LA DELINQUANCE DES RICHES.

CHAPITRE 2 de LA VIOLENCE DES RICHES, CHRONIQUE D’UNE IMMENSE CASSE SOCIALE.
Michel Pinçon et Monique Pinçon-Charlot. ZONES. Suite.


violence des riches.jpg
Extraits. 
La fraude à la Sécurité sociale, c’est la plus terrible et la plus insidieuse des trahisons de l’esprit de 1945. C’est la faute qui ruine les fondements mêmes de la République sociale. «  Cette belle déclaration fut prononcée par Nicolas Sarkozy à Bordeaux le 15 novembre 2011. Il pensait, bien sûr, au salarié prenant quelques jours d’arrêt maladie de complaisance. Pourtant, il n’avait pas beaucoup de grains à moudre : si les fraudes sociales sont estimées à 20 milliards d’euros, les allocataires fraudeurs en représentent seulement 1%, soit 200 millions, d’après la dernière mission d’évaluation des comptes de la Sécurité sociale. En effet, 80% de cette fraude sont liés aux cotisations patronales (16 milliards) que les employeurs ne paient pas parce qu’ils ont recours au travail dissimulé…
La guerre idéologique contre les travailleurs et les personnes les plus démunies ne cesse de les stigmatiser comme assoiffés d’assistanat. Elle porte ses fruits de manière inattendue puisque ce sont chaque année, en France, 4 milliards d’euros dus au titre des prestations qui ne sont pas réclamés par leurs bénéficiaires. En 2012, des chercheurs regroupés dans l’Observatoire des non-recours aux droits et services (Odemore) ont établi que les causes en sont multiples, ntamment le manque d’information, la complexité des démarches ou la timidité sociale des ayants-droits…

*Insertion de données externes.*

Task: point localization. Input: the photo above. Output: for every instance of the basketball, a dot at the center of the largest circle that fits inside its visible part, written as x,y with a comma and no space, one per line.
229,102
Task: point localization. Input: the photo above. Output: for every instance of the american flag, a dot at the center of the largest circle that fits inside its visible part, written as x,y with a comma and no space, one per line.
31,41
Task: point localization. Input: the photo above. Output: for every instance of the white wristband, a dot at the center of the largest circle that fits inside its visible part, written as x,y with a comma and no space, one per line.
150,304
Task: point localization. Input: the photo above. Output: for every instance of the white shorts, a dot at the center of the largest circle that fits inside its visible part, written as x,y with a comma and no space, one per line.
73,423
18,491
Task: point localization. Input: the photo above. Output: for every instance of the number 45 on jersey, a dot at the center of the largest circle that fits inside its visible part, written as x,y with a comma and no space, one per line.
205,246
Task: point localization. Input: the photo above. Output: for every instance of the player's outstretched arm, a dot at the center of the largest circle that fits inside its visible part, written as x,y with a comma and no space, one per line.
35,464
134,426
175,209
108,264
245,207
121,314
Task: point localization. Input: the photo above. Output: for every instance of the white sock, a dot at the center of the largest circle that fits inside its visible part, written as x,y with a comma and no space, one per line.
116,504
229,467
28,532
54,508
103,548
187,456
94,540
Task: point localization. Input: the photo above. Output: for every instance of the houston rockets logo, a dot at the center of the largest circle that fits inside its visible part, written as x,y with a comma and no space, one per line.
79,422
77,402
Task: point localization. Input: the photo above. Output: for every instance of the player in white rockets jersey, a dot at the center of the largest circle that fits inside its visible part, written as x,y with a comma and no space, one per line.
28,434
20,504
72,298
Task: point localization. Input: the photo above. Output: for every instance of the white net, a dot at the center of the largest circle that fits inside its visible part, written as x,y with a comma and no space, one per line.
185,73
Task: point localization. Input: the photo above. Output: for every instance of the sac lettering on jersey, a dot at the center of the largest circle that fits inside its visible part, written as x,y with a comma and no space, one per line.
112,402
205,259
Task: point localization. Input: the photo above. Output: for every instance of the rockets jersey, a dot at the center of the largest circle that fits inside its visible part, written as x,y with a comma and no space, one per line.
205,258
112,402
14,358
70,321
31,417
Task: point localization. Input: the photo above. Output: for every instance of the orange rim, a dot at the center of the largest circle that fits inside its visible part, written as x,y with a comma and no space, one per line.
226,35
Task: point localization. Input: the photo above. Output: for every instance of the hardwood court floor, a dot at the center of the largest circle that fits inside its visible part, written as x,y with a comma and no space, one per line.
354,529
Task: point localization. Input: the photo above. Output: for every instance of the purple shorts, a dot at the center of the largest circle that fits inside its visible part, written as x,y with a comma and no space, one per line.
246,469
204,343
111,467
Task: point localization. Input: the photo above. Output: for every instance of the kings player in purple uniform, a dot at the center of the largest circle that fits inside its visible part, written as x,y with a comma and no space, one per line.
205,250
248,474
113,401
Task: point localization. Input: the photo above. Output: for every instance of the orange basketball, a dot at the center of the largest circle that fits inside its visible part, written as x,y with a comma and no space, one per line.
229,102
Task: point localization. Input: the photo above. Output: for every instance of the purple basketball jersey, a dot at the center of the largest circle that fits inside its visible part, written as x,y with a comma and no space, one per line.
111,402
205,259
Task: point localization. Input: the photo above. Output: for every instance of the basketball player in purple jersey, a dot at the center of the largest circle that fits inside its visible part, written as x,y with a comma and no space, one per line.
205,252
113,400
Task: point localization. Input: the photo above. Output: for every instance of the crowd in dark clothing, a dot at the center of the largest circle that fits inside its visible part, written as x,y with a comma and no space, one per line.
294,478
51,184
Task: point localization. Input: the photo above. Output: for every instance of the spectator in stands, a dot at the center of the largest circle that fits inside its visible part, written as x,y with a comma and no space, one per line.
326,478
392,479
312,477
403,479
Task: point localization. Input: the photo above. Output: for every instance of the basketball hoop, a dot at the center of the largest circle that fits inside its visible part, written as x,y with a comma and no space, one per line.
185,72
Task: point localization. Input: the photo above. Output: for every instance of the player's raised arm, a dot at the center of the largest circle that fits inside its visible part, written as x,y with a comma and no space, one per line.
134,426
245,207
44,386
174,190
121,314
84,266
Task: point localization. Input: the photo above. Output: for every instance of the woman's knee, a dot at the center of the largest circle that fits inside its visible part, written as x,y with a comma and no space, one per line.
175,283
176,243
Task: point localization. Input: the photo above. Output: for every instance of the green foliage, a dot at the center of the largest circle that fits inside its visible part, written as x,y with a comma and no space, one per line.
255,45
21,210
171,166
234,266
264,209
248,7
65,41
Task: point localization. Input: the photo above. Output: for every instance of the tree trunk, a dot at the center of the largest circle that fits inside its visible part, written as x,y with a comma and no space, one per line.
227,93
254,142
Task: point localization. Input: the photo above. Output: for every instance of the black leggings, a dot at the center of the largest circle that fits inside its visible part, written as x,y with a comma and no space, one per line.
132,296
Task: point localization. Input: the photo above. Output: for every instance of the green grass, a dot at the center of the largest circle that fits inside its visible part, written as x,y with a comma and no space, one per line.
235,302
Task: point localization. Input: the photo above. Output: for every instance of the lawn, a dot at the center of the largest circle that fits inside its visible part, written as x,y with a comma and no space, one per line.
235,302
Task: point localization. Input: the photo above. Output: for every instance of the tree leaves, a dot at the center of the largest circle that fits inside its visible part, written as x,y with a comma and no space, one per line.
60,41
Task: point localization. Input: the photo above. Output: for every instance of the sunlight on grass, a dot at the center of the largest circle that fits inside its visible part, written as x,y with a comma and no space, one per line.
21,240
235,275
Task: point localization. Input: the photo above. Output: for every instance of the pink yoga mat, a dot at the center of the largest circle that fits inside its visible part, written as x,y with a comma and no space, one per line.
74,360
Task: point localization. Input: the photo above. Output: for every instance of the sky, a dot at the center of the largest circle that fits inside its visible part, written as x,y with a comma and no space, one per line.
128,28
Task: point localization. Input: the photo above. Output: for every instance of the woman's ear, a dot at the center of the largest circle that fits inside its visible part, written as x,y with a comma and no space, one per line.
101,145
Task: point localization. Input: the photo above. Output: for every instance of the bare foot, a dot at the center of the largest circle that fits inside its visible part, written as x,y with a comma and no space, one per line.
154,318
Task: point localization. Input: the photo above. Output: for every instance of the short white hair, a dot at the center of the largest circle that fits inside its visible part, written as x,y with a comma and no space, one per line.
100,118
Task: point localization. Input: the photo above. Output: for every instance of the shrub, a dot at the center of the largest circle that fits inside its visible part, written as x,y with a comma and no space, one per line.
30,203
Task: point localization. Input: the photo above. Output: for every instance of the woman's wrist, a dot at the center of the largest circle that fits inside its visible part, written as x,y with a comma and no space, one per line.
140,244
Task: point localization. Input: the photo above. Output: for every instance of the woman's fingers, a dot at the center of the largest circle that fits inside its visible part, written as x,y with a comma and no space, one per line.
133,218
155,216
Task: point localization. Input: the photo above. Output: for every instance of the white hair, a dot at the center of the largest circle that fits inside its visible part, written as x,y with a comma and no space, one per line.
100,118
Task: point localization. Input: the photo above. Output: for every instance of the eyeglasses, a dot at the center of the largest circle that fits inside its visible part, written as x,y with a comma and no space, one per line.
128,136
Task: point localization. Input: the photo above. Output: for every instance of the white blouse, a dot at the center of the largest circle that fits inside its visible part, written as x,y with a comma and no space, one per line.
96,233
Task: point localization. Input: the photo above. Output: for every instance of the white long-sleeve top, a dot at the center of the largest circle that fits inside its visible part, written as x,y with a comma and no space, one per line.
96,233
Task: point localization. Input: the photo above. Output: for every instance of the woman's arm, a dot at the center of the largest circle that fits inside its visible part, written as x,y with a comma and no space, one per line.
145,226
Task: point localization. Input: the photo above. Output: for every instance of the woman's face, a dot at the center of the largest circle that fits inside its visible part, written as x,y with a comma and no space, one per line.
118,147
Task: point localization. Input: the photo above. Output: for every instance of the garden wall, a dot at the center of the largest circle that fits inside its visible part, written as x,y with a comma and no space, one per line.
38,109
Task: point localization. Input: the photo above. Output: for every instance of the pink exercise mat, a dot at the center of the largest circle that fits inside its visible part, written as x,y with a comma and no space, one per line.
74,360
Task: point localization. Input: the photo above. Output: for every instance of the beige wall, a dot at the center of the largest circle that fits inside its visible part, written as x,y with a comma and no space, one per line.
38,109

En septembre 2013, la demande de la nationalité belge par Bernard Arnault, première fortune professionnelle de France, avec 243 milliards d’euros, selon le palmarès 2013 de l’hebdomadaire Challenges, et onzième fortune du monde selon Forbes, qui le classe derrière Liliane Bettencourt, a déclenché un tohu-bohu médiatique. Cela a été vécu comme une déclaration de guerre aux 9 millions de Français qui vivent en-dessous du seuil de pauvreté…
En ces temps difficiles, le sentiment de trahison est lié à ce qui est apparu comme la recherche d’une fiscalité moins menaçante. Les plus riches souhaitent non seulement s’affranchir de leurs impôts, mais avec le signal du plus doté d’entre eux, ils refusent désormais les contraintes liées à une identité nationale devenue un frein à l’identité mondiale du capitalisme dérégulé et financiarisé dans lequel Bernard Arnault occupe une place de choix…Environ 140 des 420 sociétés du groupe LVMH qu’il dirige sont localisées dans des paradis fiscaux, ce qui laisse penser que l’optimisation fiscale est bien une préoccupation du groupe…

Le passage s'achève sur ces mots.